Parallelism and mutable dataThere's a second problem, though. This one is not a modelling problem, it's a software framework problem. I'm working, now, in Clojure, and on the whole I find that extremely comfortable; it's a lovely language in which to write exploratory code. And I've been working with a framework which allows me to map a function across a two dimensional array, passing the function two arguments: the whole array, and the cell on which it's to operate. It returns a new copy of that cell, and the mapping operation constructs a new array from all the new cells. This has served me very well during my exploration of modelling environmental change and human settlement, because this process inherently allows great parallelism. On my eight core desktop machine, I can see 5 cores simultaneously maxed out processing a map.
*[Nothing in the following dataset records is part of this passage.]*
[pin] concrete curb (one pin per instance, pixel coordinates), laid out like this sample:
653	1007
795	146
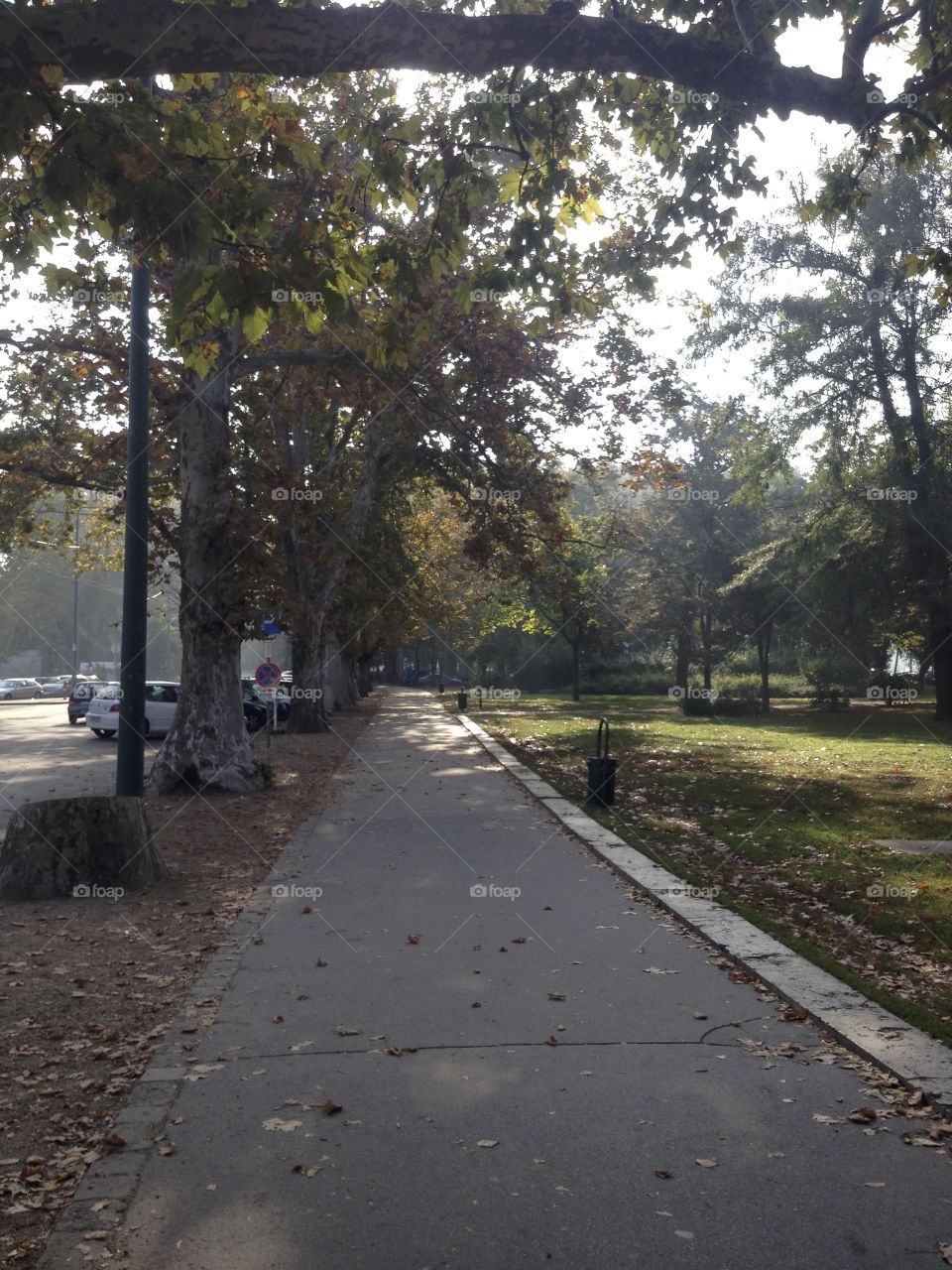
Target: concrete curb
861	1025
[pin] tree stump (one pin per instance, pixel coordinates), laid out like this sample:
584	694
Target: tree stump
77	846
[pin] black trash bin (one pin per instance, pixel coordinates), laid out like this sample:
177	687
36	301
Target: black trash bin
602	770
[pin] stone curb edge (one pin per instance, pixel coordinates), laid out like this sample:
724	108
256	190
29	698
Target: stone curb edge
916	1061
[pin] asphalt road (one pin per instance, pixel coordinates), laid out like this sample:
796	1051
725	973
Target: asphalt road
452	1042
44	756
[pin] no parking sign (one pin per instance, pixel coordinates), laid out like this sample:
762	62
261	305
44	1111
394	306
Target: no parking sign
268	675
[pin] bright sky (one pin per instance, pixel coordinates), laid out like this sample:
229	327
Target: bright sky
788	150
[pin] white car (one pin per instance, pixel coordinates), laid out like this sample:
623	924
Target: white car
19	690
162	699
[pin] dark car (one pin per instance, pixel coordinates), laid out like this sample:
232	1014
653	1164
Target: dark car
82	693
252	694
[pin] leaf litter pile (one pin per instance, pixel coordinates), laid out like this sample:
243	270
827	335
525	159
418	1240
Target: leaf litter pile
89	987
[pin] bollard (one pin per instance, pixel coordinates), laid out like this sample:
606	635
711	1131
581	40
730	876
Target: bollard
602	770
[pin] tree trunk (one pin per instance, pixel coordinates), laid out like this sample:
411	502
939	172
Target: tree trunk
365	680
77	846
763	661
682	656
941	634
307	691
208	744
706	622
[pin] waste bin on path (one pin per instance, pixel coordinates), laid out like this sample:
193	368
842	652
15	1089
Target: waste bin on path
602	770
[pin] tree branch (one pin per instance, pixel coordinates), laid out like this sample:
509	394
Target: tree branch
116	40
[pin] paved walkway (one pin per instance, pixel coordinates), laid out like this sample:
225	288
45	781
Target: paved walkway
555	1079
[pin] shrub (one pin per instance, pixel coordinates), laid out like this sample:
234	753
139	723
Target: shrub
829	697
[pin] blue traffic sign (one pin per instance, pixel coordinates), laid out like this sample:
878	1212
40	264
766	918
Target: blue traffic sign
268	675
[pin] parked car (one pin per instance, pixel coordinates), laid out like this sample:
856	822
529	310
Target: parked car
19	690
252	694
54	685
162	699
81	695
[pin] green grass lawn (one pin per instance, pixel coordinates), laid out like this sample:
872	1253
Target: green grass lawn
779	813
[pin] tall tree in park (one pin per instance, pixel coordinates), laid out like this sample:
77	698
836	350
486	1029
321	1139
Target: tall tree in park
864	354
629	59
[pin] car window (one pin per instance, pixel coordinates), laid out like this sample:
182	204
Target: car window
162	693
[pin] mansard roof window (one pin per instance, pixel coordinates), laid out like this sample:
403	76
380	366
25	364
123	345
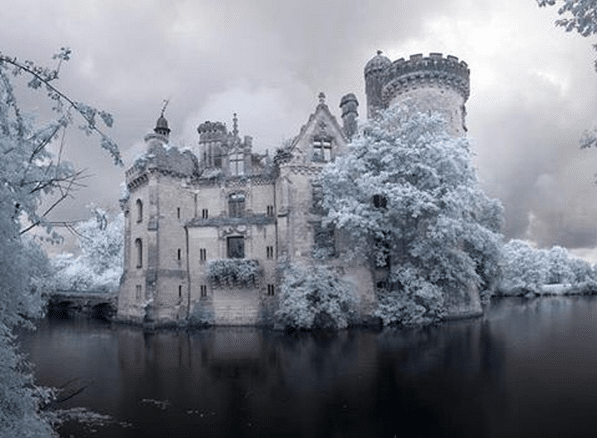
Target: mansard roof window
322	149
236	205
But, the parallelism works because in Clojure data is immutable. In order to process the flow for each cell, I have to process, recursively, the flow in each cell upstream of it. But because the map is immutable, I can't cache those results on the map, so I can only return the one cell I was considering; all those partial results upstream are lost and must be recomputed when those cells are themselves considered. That's obviously wasteful, wasting all, and more, of the time I saved by paralellism. I haven't yet, however, worked out a practical way to pass those partial results round so that they don't need to be recomputed. That's an issue; it's part of the tradeoff of using immutable data, and also, possibly, part of the matter of learning better to use functional languages. But it isn't a blocker. While running this on a one kilometre resolution map is costly in time, it does run.
Laking'Laking' can't easily be hacked onto my present algorithm. If you allow the algorithm to peak over hilltops as it works upstream, you have a halting problem. What is needed is a second pass which finds low spots where there is a flow of greater-than-river-flow value, and reworks from there.
One possible algorithm which I shall explore would then find the lowest adjoining cell and propagate the flow to that cell and so downstream. That isn't strictly laking, that's a minimal-uphill algorithm; but it would, I believe, more or less accurately model the river flows.
A slight variation on the minimal-uphill algorithm would be to lower the lowest adjoining cell until it is lower than the cell in which the flow has stopped; that's a slightly more natural solution, with a possible risk of creating gorges where there are no gorges. Again, that's something to explore.
The final workaround is true laking. Let the water level rise - in all cells with the same altitude - until a way out is found. What I worry about laking on my relatively coarse models is that I will construct enormous lakes in unlikely places. It's also likely to turn the whole of East Anglia and Lincolnshire into essentially one lake - but if one interprets these large areas of water on flat land as fen rather than lake, that's more or less right..
Progress is being - very slowly - made.
Mind you, if it takes me two years to work out how to map rivers, this huge game world - which I really know I'll never finish in my lifetime - looks even further out of reach.